I didn’t know that it is unwise to have a carpeted bathroom until Kathy pointed it out. I went to the internet to confirm the objections. The consensus in the computer world is carpeting is an ideal environment for mold and mildew production.
The research removed any resistance to removing the carpet and replacing it with linoleum. The flooring professionals were scheduled to arrive on Thursday, but panic set in a day before that.
“You have to remove the toilet,’’ Kathy said.
What caused bad vibes was my convoluted commode backstory. It began in the pre-teens when the youngest boy in the family was responsible for transporting the chamber pot to the outhouse. More bad things than good could and did happen on the perilous journey through the snow.

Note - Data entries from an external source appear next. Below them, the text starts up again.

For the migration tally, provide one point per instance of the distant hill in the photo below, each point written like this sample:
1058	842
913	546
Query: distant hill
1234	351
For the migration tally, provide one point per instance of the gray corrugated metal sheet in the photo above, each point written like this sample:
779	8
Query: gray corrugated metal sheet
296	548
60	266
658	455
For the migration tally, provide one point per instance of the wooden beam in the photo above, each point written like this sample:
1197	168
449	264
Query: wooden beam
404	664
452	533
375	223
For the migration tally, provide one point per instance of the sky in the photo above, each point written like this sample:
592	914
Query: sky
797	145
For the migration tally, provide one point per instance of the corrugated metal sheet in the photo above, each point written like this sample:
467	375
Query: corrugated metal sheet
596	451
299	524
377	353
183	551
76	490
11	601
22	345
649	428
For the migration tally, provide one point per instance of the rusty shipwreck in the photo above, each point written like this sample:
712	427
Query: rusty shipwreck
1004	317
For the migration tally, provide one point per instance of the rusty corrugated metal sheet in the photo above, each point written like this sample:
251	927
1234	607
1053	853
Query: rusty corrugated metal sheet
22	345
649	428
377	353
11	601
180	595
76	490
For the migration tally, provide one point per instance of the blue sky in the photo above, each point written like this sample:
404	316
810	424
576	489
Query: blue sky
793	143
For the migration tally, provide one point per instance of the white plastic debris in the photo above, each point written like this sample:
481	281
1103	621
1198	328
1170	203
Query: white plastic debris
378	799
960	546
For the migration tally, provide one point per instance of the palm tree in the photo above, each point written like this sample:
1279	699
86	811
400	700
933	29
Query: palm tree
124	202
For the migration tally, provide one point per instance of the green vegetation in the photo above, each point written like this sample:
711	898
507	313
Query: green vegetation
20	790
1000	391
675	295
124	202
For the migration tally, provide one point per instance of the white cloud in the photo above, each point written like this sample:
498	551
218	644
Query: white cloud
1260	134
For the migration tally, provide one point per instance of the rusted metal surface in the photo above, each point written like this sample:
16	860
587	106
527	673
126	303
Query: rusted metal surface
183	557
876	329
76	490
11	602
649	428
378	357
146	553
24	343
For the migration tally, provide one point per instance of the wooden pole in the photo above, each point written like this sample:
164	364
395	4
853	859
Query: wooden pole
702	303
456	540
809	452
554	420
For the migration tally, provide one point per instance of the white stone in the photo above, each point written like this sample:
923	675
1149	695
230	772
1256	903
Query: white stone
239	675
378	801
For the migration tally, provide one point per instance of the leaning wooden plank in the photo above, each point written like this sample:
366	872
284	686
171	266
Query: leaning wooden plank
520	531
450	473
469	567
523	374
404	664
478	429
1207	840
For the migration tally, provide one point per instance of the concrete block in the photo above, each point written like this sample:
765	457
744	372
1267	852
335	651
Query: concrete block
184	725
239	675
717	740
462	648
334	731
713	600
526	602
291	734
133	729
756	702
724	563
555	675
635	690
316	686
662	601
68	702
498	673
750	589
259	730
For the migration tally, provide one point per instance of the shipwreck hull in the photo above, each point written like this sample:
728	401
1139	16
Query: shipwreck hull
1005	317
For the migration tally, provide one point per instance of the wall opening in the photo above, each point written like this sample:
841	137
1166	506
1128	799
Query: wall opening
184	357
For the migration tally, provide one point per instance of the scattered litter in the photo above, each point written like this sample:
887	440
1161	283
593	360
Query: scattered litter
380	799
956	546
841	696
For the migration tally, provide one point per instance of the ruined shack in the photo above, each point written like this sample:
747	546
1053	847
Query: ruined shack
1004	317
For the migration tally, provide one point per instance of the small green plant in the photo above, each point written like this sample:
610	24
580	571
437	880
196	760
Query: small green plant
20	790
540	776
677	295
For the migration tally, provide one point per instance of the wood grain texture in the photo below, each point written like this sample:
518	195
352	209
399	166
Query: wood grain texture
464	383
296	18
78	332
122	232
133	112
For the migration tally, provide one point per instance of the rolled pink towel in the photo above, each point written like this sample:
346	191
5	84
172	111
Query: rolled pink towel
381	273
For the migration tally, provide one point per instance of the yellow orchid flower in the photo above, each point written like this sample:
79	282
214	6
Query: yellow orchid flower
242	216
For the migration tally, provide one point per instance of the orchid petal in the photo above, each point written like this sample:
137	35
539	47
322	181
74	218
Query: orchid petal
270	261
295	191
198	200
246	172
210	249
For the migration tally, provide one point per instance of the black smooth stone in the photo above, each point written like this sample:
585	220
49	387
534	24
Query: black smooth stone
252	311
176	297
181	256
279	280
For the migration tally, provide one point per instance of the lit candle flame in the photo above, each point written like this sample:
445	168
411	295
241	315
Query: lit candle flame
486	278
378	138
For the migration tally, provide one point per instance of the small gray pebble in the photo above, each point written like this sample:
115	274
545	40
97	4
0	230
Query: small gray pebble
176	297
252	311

Worse happened when, as a married couple, we purchased our first home. The children’s bathroom was in a decrepit state. It was necessary to move the toilet and replace its innards.
The hardware store owner provided the necessary do-dads, a whatchamacallit or two, and a can of penetrating oil to remove twin rusty bolts. He sensed that I was frustrated and would become more so.
The purchase of a ballpeen hammer heightened his concern.
Don’t, he cautioned, under any circumstance use the hammer to loosen the anchor bolts. Hammering and porcelain do not mix, but frustration clouds judgment. Dreams of a successful repair project were as shattered as the porcelain.
The nightmare, which plays in a loop in my mind whenever home repair projects are discussed, led to asking Brian for help. He would have provided it, but his back was bothering him. However, he offered advice and encouragement.
“It’s easy,’’ he said.
As we all know, nothing involving home repair activity is ever easy. Brian said a crescent wrench, a pail, a turkey baster, and large sponge was all that was needed to be successful.
The baster seemed an odd choice, but proved to be highly effective in removing the last water from the bowl.
The success or the failure of the removal was the top topic during Thursday’s coffee fest. I conned the small crowd with a tale of woe. The news that the commode had shattered, and water flooded the floor held rapt attention. Bad news, it seems, holds sway over good. Besides, I wanted to make Brian feel so guilty that he would, out of pity, buy me breakfast.
The successful relocation of the toilet had an anticipated downside. Kathy eagerly expanded her already grandiose plans for the basement, which include but are not limited to, new lighting, a shower, a pool table and now, a new bathroom.
Funds always dissipate long before dreams do.
I seem to recall years ago that families well above mine in wealth gained indoor plumbing long before we did. It was, Dad insisted, nothing to be ashamed of. He recalled there was a time the wealthiest families in the neighborhood were rightly proud of their three-hole outhouses.
He said those who had indoor running water and real bathtubs weren’t any cleaner than his own children when they bathed in the tin tub that Mother carried up from the basement where it was used to wash clothes.
That technically wasn’t true. Heating the water on the wood-burning stove was a chore, which meant baths were limited to Christmas, Easter, weddings and a few other grand occasions. Girls went in first, followed by boys based on age. When it was my turn, the water was cold and inky. However, as if by magic, I emerged clean.
With the project completed, recliner rest briefly came easily until Kathy -- filled with newly found and false confidence in her husband’s ability -- alluded to the basement beautification.
If we wait to see what grows first -- the funds to pay for the work to be done or my confidence to take on the tasks -- the basement's condition will stay as is for a long time.